Proof. There are two ways to prove this corollary. We will first show the proof that relates to Schur Triangularization Theorem. Then, the second proof derives from the determinant of the characteristic matrix.

  1. By the Schur Triangularization Theorem, \m{A} = \m{Q\, T\, Q}^H, where the matrices are the same as in Schur Triangularization Theorem. Thus \m{A\, Q} = \m{Q\, T}, and \mathrm{trace}(\m{A\, Q}) = \mathrm{trace}(\m{Q\, T}). Due to the cyclic property of traces of matrix products, \mathrm{trace}(\m{A\, Q}) = \mathrm{trace}(\m{Q\, A})
= \mathrm{trace}(\m{Q\, T}). So, \mathrm{trace}(\m{A}) = \mathrm{trace}(\m{T}). Since the eigenvalues are on the diagonal of \m{T},

    \mathrm{trace}(\m{A})
            = \mathrm{trace}(\m{T}) = \sum_{i = 1}^n \lambda_i.

  2. An alternate expression of the characteristic equation is cp(t) = \det(t\m{I} - \m{A}) = t^n + c_{n-1}t^{n-1} + \cdots + c_1t + c_0. The factoring of cp reveals the eigenvalues of \m{A}.

    cp(t) = (t - \lambda_1)(t - \lambda_2)\ldots(t - \lambda_n)

    We find the c_{n-1} term of cp(t) by multiplying the factors, c_{n-1} = -(\lambda_1 + \lambda_2 + \cdots + \lambda_n). Then the Laplace expansion of \det(t\m{I} - \m{A}) shows c_{n-1} = -(a_{11} + a_{22} + \cdots + a_{nn}), which is the negative of the trace of \m{A}. By equating terms we have,

    \mathrm{trace}(\m{A}) = \sum_{i = 1}^n \lambda_i.

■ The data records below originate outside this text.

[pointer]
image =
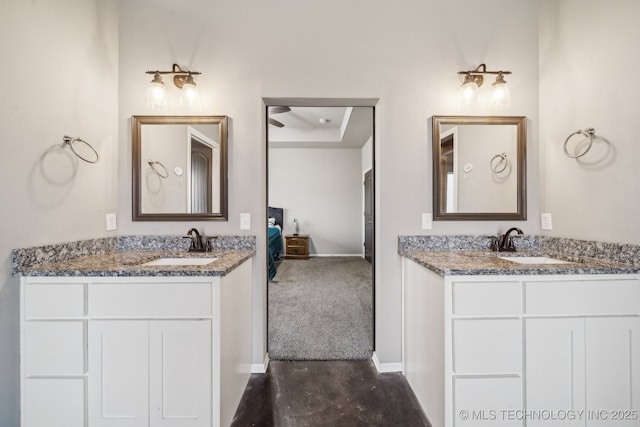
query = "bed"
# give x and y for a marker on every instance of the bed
(275, 223)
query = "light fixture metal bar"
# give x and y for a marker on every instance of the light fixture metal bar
(176, 70)
(481, 70)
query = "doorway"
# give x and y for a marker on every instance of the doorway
(321, 197)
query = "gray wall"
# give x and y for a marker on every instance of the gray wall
(322, 188)
(60, 74)
(588, 79)
(406, 54)
(83, 65)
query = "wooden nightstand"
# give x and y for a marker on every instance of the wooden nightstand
(297, 247)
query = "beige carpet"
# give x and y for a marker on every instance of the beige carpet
(321, 309)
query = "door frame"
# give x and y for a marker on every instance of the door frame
(324, 102)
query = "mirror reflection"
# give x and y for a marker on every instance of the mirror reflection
(179, 167)
(478, 165)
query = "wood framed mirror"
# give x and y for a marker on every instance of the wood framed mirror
(479, 168)
(179, 168)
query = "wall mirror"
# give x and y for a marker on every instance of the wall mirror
(479, 167)
(179, 166)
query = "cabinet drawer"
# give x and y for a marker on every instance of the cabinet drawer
(482, 298)
(54, 301)
(150, 300)
(54, 402)
(296, 241)
(54, 347)
(487, 346)
(296, 250)
(582, 297)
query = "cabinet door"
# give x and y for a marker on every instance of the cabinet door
(554, 369)
(613, 371)
(119, 373)
(180, 373)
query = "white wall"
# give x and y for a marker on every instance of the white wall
(322, 188)
(406, 54)
(59, 73)
(588, 78)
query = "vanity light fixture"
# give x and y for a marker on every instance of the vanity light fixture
(182, 79)
(473, 79)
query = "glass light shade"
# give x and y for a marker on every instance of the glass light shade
(500, 94)
(156, 96)
(468, 92)
(190, 97)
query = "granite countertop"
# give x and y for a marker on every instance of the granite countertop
(479, 262)
(128, 263)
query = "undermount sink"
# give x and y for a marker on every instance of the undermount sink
(182, 261)
(533, 260)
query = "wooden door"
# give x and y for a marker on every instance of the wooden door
(368, 215)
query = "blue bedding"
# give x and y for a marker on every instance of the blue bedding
(275, 247)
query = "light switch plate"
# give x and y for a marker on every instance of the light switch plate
(245, 221)
(545, 221)
(111, 222)
(427, 221)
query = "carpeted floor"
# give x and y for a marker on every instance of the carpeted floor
(321, 309)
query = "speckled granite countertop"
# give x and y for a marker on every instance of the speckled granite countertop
(483, 262)
(128, 263)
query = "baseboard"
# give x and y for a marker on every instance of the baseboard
(261, 368)
(385, 367)
(336, 255)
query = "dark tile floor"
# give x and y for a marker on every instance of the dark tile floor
(328, 394)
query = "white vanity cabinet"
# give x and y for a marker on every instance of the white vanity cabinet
(135, 351)
(534, 350)
(583, 350)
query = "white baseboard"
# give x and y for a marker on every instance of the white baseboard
(340, 255)
(261, 368)
(385, 367)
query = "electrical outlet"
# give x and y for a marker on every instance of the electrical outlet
(427, 221)
(245, 221)
(111, 222)
(545, 221)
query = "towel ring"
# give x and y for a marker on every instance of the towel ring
(152, 165)
(589, 132)
(501, 161)
(71, 141)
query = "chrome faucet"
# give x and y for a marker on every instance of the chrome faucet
(504, 243)
(199, 243)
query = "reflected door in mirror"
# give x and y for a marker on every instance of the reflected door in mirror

Likewise, if \m{C_T} = \m{T} - \m{\Lambda} is the characteristic matrix of \m{T}, then \mathrm{trace}(\m{C_T}) = \mathrm{trace}(\m{T}) - \mathrm{trace}(\m{\Lambda}) = 0 and \mathrm{trace}(\m{C_B}) = 0, where \m{B} is any matrix that is similar to \m{T}, which is a property of \m{C_B} being singular. The trace of all singular matrices is zero, but a trace of zero is insufficient proof that a matrix is singular. Only a zero determinant or a zero singular value proves singularity.

\qed

12.3.2.1.2. Product of Eigenvalues

Corollary 12.2

The determinant of a matrix is the product of the eigenvalues. Further, similarity transformations preserve both the eigenvalues and the determinant of a matrix. [th-productOfEigs]

Proof. By the Schur Triangularization Theorem, \m{A} = \m{Q\, T\, Q}^H, where the matrices are the same as in Schur Triangularization Theorem. The determinant of \m{A} is the product of the determinants of its factors.

\det(\m{A}) = \det(\m{Q})\, \det(\m{T})\, \det(\m{Q}^H)

Because \m{Q} is unitary, \det(\m{Q}) is either 1 or -1, regardless, \det(\m{Q})\,\det(\m{Q}^H) = 1. Therefore, \det(\m{A}) = \det(\m{T}) = \det(\m{B}), where \m{B} is any matrix that is similar to \m{A} and \m{T}. Since \m{T} is upper triangular, its determinant is the product of the eigenvalues.

\det(\m{A}) = \det(\m{T})= \prod_{i=1}^n \lambda_i

\qed

Schur’s paper proved the existence of the decomposition but did not provide algorithms for finding the unitary factors. It would be more than fifty years before algorithms would be available to quickly and reliably find the unitary and upper triangular factors of the Schur decomposition.